In the essay ‘Are We Marching Towards Laissez-faireism in Higher Education Development’, Tilak questions the standard premises: Higher education has over-expanded in developing regions; it has expanded at the cost of primary education; it is heavily subsidized by the state; and developing countries do not require higher education. Giving a chronology of landmark events in the last three decades, the author opines that the World Bank policy paper of 1986 on financing education in developing countries that ‘clearly recommended reallocation of public resources in favour of primary education and against higher education’ was game changing in its import.
Another interesting essay titled ‘Lessons From Cost Recovery in Education’ ends with the prescription ‘…strategy of funding general education, out of general tax revenues based upon a progressive scale, and of financing higher education out of a mix of general and specific tax instruments, is likely to remain the best option in many developing countries for some time to come.’

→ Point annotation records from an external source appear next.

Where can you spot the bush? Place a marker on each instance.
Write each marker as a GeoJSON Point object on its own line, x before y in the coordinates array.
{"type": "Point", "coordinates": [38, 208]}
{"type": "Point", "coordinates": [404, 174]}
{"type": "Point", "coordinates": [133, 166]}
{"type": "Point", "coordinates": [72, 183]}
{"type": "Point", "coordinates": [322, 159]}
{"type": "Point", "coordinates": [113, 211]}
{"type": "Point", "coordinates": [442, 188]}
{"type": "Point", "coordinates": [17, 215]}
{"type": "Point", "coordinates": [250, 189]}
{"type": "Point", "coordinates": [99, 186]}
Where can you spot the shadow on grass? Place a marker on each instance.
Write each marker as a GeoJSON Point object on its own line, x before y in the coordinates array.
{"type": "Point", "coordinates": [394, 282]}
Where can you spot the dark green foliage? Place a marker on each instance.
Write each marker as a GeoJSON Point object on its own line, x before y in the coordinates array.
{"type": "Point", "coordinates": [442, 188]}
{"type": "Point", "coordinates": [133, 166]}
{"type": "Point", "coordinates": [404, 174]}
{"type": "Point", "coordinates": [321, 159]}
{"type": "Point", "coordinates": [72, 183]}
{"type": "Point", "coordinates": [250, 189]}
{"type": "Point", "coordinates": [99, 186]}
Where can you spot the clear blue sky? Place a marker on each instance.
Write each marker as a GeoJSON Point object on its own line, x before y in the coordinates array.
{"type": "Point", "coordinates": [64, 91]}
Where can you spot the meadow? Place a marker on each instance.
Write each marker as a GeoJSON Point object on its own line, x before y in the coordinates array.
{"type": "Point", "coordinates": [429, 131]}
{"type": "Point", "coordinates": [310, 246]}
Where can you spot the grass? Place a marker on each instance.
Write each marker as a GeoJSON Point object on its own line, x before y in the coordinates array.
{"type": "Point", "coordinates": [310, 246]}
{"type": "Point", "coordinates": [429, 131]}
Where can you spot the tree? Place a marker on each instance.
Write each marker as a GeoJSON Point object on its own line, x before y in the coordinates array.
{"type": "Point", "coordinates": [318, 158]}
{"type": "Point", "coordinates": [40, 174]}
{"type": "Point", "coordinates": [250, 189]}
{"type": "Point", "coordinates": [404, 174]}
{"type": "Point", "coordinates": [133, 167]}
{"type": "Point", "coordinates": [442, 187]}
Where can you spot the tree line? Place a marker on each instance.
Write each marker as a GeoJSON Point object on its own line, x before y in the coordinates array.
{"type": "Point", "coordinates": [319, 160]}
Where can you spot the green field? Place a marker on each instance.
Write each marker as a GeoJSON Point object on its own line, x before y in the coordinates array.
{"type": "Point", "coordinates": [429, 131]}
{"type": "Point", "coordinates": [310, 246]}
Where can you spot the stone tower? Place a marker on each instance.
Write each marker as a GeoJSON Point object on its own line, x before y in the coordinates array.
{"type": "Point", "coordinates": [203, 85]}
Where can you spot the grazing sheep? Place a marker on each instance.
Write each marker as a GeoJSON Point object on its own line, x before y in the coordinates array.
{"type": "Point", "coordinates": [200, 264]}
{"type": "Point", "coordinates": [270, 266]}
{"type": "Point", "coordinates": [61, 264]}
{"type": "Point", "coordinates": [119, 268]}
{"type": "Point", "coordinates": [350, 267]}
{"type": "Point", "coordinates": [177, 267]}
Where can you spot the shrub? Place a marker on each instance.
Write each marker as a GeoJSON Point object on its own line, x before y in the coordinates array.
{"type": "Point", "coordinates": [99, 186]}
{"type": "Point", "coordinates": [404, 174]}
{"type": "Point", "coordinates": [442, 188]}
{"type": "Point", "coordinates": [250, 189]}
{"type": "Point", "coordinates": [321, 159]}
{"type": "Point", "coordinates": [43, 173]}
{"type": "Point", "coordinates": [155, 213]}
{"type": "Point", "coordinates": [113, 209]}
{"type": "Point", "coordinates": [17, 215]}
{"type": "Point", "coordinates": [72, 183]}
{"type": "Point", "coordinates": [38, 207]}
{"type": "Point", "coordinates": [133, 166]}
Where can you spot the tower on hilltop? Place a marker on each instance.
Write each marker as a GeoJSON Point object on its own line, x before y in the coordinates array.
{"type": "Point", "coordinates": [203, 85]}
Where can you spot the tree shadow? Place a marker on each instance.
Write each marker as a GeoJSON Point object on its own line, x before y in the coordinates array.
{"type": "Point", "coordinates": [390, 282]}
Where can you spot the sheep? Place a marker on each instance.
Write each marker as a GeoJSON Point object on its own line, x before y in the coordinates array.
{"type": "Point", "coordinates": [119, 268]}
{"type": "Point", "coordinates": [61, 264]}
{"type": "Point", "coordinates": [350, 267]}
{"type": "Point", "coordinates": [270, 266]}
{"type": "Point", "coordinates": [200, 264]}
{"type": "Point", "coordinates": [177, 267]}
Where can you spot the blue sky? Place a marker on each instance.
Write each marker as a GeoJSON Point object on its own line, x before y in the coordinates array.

‘Financing of Higher Education: Traditional versus Modern Approaches’, ‘Privatisation of Higher Education:Current Trends in the Private Sector in Higher Education in Asia’, ‘Higher Education in BRIC Countries: Comparative Patterns and Policies’, ‘Internationalisation of Higher Education’, ‘Social Control on Higher Education’, ‘Higher Education and Development in Asia’ and ‘Universities: An Endangered Species?’— all these papers are rich in content, deep in analysis, detailed and illuminative in their exposition, though the inherent arguments are repetitive at times. There is no specific essay on the Indian scenario and hardly any discussion on higher technical education (where the private sector is playing a major role). Policy makers in India, over the decades since Independence, have been struggling on allocation of public resources to such conflicting demands. In India, public investment on higher education, or for that matter on education sector as a whole, being appallingly low by any standard, the case for its substantial enhancement is understandable. But because of severe resource constraints, such leap in public funding is unlikely to happen in the near future.Hence, the urgent need for innovative approaches for this sector.
Evidently, standard prescriptions would not cure new problems being faced in an aspirational India. While the state has to play a dominant role in the areas of higher general education, private sector has to concurrently play an expanding role, especially in the field of capital intensive technical education, driven by market forces. It is rather early to judge that the present global trend, as reflected in India as well, is inappropriate or distortionary.
The book’s worth will be further enhanced if the essays are updated with the latest available statistics and fresh thinking on the subject.
Amitabha Bhattacharya, an engineer by education and a retired member of the IAS, has served in the erstwhile Planning Commission, as Principal Adviser in charge of Education, Culture, and with UNDP, New Delhi. He now writes mostly on public affairs in national dailies.